Menikahi 11 Pria, Wanita Ini Dirajam Hingga Tewas: Hakim Memvonisnya Bersalah

Editor: ridwan
AA

Text Sizes

Medium

Large

Larger

Ilustrasi--Empat pria yang dituduh berzinah dilaporkan telah dirajam hingga tewas oleh ISIS

Ini bukan masalah baru. Imam Syaibani, misalnya, sempat bertanya kepada Abdullah bin Abi Aufa, seorang sahabat Nabi; "Apakah rajam pada masa Rasulullah sebelum atau sesudah turun Surat an-Nur itu?" Abi Aufa menjawab: "Tidak tahu." Karena itu, Khawarij dan sebagian Muktazilah menolak hukuman rajam ini.

Di Indonesia, Hasbi Ash Shiddieqy dan Hazairin juga menolak hukuman dengan pelemparan batu ini, karena melebihi sanksi yang ada dalam Alquran.

Mereka cenderung yakin bahwa rajam sudah digantikan oleh cambuk dalam Alquran. Tetapi, yang jelas, Nabi pernah mempraktikkan rajam.

Masalahnya, apakah praktik itu harus diikuti apa adanya atau tidak? Tulisan ini tidak hendak mempertanyakan otoritas atau keshahihan hadis-hadis rajam tersebut; sebagian besar hadis praktik rajam dapat dibuktikan shahih.

Artinya, rajam benar-benar pernah dipraktikkan Nabi dan sahabatnya. Tulisan ini akan memaparkan bagaimana fakta praktik itu dan tawaran cara memaknainya.

Praktik rajam
Dalam buku-buku hadis ditemukan ada enam kasus praktik rajam pada masa Nabi Muhammad, lalu masing-masing satu kasus pada masa Umar, Usman, dan Ali.
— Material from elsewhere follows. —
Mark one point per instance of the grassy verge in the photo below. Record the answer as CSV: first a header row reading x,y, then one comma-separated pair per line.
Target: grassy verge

Kasus pertama menimpa pelaku zina beragama Yahudi.

Orang Yahudi yang meminta Nabi menyelesaikan kasus ini, lalu Nabi memerintahkan merajam pasangan mesum itu berdasarkan ketentuan yang ada di dalam Taurat --kitab suci mereka sendiri.
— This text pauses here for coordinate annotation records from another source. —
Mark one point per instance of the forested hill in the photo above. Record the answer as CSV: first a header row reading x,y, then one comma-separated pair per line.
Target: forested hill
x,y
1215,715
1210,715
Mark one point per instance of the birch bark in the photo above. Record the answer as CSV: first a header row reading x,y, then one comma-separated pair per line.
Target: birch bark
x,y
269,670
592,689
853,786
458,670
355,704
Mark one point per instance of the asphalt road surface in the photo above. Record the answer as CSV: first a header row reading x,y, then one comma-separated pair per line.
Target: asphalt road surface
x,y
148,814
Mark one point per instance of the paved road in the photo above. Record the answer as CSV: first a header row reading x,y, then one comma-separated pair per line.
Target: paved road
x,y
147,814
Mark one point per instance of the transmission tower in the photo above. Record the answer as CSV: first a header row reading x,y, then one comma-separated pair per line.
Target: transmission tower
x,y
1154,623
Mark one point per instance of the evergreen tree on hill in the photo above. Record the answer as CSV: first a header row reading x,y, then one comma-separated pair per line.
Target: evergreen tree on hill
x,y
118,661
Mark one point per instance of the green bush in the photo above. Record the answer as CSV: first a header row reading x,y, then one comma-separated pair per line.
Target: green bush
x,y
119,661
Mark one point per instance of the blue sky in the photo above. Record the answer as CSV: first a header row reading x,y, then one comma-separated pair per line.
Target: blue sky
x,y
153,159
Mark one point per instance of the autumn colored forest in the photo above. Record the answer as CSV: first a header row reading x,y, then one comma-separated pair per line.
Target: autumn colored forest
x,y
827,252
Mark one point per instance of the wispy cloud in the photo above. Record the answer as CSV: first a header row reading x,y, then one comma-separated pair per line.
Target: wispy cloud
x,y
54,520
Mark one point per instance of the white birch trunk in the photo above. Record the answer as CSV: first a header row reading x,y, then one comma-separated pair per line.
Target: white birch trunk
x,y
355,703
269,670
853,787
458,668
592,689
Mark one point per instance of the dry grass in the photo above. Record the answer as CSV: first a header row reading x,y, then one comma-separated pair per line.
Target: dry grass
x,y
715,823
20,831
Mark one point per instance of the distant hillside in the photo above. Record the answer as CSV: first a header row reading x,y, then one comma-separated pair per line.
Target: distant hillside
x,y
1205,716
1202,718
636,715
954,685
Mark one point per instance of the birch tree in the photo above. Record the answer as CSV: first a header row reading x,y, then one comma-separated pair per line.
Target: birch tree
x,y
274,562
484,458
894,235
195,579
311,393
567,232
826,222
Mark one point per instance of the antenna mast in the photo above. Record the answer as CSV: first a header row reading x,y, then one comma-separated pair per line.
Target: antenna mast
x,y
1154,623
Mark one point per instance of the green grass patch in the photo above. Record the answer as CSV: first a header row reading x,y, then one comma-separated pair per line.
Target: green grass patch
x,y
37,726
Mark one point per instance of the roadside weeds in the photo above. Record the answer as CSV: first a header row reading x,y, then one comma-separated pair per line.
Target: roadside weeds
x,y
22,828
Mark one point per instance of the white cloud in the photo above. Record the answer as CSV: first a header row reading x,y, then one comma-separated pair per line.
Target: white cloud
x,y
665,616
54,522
Kasus kedua dialami oleh Maiz bin Malik yang mengaku telah berzina dengan Fatimah, seorang budak Hazzal. Ia mengakui perbuatannya kepada Abu Bakar, lalu Umar, tetapi keduanya menganjurkan agar menutupi aib itu dan memintanya untuk bertobat.
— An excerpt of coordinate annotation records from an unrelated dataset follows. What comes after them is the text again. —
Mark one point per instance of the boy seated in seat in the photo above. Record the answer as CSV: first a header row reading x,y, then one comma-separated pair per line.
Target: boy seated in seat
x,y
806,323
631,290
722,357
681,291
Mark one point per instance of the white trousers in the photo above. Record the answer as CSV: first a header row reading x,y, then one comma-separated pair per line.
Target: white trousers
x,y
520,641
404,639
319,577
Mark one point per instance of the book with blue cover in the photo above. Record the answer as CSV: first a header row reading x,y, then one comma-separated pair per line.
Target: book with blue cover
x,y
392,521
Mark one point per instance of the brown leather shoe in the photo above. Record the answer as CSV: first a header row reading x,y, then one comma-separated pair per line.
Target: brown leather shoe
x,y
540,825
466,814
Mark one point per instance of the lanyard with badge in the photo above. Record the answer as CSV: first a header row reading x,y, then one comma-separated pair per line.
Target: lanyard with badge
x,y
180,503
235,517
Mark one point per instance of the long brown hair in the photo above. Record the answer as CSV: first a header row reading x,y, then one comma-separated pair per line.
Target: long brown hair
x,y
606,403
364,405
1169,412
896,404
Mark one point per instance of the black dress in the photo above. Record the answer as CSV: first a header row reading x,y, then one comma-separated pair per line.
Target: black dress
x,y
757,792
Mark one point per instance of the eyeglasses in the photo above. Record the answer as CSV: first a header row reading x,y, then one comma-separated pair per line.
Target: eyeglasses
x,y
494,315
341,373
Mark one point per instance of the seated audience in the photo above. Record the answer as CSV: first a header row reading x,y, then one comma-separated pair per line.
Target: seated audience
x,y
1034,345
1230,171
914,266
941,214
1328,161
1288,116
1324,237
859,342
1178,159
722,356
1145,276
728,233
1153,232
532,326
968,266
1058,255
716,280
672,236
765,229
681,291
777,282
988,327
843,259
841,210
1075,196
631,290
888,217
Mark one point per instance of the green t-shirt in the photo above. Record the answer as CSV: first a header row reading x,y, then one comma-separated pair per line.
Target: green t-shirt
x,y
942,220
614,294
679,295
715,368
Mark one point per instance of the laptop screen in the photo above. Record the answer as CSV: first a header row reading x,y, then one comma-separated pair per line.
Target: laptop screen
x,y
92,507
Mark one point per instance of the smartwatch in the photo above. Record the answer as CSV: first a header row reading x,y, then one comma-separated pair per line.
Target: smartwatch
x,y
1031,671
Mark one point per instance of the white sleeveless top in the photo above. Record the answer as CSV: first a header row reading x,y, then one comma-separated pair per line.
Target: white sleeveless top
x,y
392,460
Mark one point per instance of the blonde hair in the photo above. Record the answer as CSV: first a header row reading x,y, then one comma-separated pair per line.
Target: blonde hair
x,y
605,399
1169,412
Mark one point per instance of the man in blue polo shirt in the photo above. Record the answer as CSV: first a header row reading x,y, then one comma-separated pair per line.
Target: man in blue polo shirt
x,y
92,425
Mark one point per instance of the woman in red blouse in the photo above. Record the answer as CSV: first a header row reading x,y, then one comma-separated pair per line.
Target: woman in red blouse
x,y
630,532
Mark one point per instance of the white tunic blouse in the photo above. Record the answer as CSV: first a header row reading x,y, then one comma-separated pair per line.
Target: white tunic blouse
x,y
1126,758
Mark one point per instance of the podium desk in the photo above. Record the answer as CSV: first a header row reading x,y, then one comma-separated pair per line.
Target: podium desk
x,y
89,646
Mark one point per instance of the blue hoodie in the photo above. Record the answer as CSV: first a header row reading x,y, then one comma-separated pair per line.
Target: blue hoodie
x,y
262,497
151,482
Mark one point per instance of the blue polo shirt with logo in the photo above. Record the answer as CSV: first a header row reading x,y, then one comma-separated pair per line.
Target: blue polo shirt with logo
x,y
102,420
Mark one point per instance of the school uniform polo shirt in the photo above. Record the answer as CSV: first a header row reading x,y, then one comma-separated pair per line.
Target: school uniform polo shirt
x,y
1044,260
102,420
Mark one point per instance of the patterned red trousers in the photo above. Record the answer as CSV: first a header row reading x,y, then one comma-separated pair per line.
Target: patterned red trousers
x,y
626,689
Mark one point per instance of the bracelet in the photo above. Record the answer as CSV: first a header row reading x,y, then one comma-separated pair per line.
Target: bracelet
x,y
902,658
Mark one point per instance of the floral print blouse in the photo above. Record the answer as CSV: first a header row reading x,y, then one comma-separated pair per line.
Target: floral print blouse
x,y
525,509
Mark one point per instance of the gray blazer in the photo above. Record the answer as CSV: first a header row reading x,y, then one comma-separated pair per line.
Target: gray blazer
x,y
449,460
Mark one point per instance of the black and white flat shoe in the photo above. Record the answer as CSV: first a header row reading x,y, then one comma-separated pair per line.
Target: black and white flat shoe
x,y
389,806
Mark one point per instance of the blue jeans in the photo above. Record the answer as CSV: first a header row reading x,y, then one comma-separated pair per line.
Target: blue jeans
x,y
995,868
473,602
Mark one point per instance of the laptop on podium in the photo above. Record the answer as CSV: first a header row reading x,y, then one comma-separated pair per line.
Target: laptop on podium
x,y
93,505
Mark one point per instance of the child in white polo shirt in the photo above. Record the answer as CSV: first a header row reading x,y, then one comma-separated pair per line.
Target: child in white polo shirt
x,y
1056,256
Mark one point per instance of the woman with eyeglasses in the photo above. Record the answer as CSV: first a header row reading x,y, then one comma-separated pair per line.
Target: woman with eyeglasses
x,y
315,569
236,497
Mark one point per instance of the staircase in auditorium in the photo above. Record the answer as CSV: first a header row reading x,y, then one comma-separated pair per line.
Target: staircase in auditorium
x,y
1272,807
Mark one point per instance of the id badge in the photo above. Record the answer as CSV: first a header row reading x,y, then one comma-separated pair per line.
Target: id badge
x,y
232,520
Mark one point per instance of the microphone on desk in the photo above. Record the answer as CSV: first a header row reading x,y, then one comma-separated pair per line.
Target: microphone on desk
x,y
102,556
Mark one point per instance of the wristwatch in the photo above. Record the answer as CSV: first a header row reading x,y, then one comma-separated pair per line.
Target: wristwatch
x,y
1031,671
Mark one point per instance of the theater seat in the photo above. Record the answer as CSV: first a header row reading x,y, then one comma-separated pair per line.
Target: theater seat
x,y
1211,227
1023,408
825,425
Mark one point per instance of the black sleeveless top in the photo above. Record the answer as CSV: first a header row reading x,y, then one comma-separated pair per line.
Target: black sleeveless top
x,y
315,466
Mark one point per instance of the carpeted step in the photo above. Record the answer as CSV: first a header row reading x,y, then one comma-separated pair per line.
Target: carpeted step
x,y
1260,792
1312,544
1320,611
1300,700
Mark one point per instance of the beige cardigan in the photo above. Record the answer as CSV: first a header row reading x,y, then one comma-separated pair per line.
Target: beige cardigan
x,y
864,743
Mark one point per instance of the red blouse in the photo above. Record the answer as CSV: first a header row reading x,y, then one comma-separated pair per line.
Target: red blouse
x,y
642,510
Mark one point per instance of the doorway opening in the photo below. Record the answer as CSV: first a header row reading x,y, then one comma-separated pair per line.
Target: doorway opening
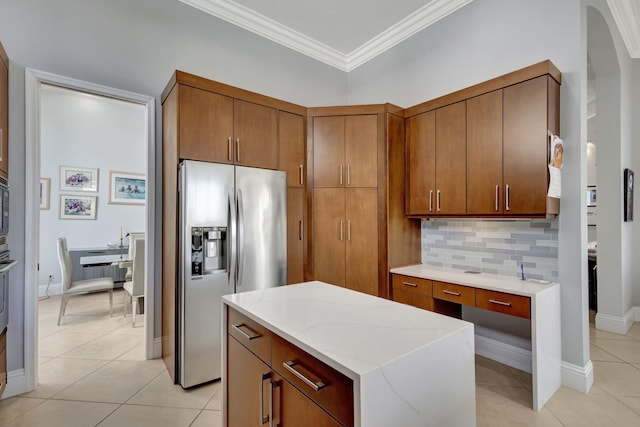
x,y
35,83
Tetapi karena tidak puas dengan solusi itu, atas anjuran Hazzal, Maiz lalu mengaku di hadapan Nabi yang waktu itu sedang bersama sahabat-sahabatnya di dalam masjid. Intinya, ia minta disucikan.

Namun, Nabi memalingkan wajahnya dari Maiz sampai 3-4 kali dan menyuruhnya pulang untuk bertobat.

Tetapi karena Maiz terus memaksa, lalu terjadilah dialog antara Maiz dan Nabi yang disaksikan para sahaba.

Dialognya sangat rinci. Nabi meneliti kesadaran Maiz; sedang mabuk atau tidak. Nabi juga menanyakan kalau-kalau Maiz cuma mencium, meraba, menyentuh, atau melihat pasangannya. Bahkan, Nabi sampai menanyakan:

"Apakah sampai `milikmu' terbenam ke dalam `miliknya', seperti tali timba masuk ke dalam sumur?" Semua pertanyaan Nabi dijawabnya dengan: "Ya." Nabi pun kemudian memerintahkan untuk merajam Maiz.

Saat dieksekusi, Maiz lari, tetapi dapat ditangkap lalu rajam sampai ia meninggal. Menanggapi kejadian itu, Nabi berkata: "Mengapa kalian tidak melepaskannya saja? Barangkali ia akan bertobat dan Allah pun akan mengampuninya." Jenazah Maiz memang tidak dishalatkan.

Tetapi, tiga hari pasca eksekusi itu, Nabi bersabda: "Maiz telah bertobat yang jika tobatnya itu dibagikan kepada umat ini, itu sudah cukup buat mereka." Nabi juga mengatakan hal yang sama pada kasus wanita Ghamidiah dan Juhainah. Bahkan Nabi menshalatkan jenazah keduanya.